Jimmy Carter, Bill Clinton, and Barack Obama are not progressives; neither are Gray Davis and Jerry Brown. The progressive wing of the Democratic Party has leaders, but no strategy for effective communications or messaging that could gain traction in today's corporate, post-Citizens United media. There is no coordinated effort to identify and nurture a marketable progressive leadership in this country at a time when progressive alternatives and effective messaging of progressive solutions is needed as a matter of national survival. Unlike our conservative friends, who are comforted by seeing their dogma dispensed as conventional wisdom from the corporate media and a good chunk of the federal and state governments around the country, we progressives have never had a period in the last thirty years where a true progressive was actually given the chance to implement progressive fixes to the problems facing this country, problems caused by those same conservatives and the same elite who have and continue to plunder this country.

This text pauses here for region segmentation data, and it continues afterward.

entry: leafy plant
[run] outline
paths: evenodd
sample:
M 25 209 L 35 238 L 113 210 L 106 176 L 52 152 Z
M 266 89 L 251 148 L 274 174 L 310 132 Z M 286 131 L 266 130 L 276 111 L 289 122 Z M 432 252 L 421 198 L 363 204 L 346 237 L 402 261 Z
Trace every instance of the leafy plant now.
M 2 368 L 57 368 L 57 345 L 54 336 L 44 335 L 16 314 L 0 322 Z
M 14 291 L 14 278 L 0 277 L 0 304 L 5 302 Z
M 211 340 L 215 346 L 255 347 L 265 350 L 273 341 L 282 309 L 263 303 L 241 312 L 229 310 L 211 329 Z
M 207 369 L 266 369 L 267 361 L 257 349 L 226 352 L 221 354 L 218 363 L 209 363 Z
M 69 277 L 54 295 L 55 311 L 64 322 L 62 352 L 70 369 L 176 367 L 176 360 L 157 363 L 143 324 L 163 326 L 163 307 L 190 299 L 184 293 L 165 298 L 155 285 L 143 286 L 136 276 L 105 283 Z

At a time when this miserable president abandons a demand-side recovery strategy based on saving the middle class so he can get reelected (to do what, I have no idea), there was no progressive outrage and sustained narrative in response to the news that Corporate America is not only enjoying record profits, and not only using loopholes to avoid paying any federal income taxes on those record profits, they are in fact getting refunds from the federal treasury. Yet our president talks about cutting spending instead of fairness and job creation, at a time when the country wants Corporate America to bring jobs home to Main Street. Is it really that hard for a progressive message to be built around that, and the public support that unions really have? Yet would this White House ever do that?

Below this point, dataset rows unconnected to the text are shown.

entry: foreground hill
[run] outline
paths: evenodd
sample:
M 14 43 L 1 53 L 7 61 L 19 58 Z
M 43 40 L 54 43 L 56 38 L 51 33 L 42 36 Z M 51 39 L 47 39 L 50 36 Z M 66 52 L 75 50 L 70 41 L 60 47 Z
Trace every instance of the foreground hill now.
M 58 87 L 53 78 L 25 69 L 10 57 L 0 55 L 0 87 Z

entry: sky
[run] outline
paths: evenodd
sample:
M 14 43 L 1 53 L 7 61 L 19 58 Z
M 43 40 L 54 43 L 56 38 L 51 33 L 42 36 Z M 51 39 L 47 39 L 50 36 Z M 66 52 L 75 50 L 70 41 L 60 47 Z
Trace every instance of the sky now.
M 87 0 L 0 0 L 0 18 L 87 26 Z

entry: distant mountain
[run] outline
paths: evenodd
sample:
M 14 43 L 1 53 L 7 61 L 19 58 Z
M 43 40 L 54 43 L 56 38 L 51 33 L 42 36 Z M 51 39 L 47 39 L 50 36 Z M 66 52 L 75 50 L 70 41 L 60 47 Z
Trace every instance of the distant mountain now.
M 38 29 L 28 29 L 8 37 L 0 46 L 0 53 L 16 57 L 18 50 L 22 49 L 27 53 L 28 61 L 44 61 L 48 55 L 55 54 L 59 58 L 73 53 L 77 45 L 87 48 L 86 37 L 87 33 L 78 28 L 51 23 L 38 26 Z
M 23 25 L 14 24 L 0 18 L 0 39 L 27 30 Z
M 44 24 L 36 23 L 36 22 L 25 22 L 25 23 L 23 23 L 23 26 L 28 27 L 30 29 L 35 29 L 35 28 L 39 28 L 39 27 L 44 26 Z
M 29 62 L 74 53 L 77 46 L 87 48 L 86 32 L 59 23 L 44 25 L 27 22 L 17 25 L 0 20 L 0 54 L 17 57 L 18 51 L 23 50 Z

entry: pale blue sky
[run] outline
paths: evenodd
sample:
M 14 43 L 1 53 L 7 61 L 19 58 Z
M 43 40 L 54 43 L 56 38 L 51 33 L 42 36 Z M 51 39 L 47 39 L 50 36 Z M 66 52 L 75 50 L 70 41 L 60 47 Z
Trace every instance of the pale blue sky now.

Here in California, Governor Jerry Brown gave it the college try and worked to get GOP support to simply let the public vote to extend current tax rates for five years as part of a balanced effort to solve our structural deficit in this state. The GOP instead wanted to weaken environmental regulations, labor laws, and reduce government pensions as a condition for letting the public vote, even after the Democrats went first and cut deeply into the state's safety net to hurt real people to the tune of nearly $12 billion in annual spending. Even after Brown broke off negotiations, there are GOP senators who would rather balance the budget with all cuts, rather than allow any public vote or ever consider a tax increase. Those same GOP senators want to avoid tax increases so much that they're willing to seriously hurt their own constituents and schoolchildren with an all-cuts solution. (Of course those same senators send their children to private school.)
Keep in mind we're not even talking about making the wealthy pay more, we're simply talking about extending the current tax structure as part of the solution until major reforms can be implemented. The most galling thing behind Brown's efforts and overall timidity is that the public actually supports making the wealthy pay more as part of the solution, yet Brown and the Democratic leadership aren't even putting that on the table.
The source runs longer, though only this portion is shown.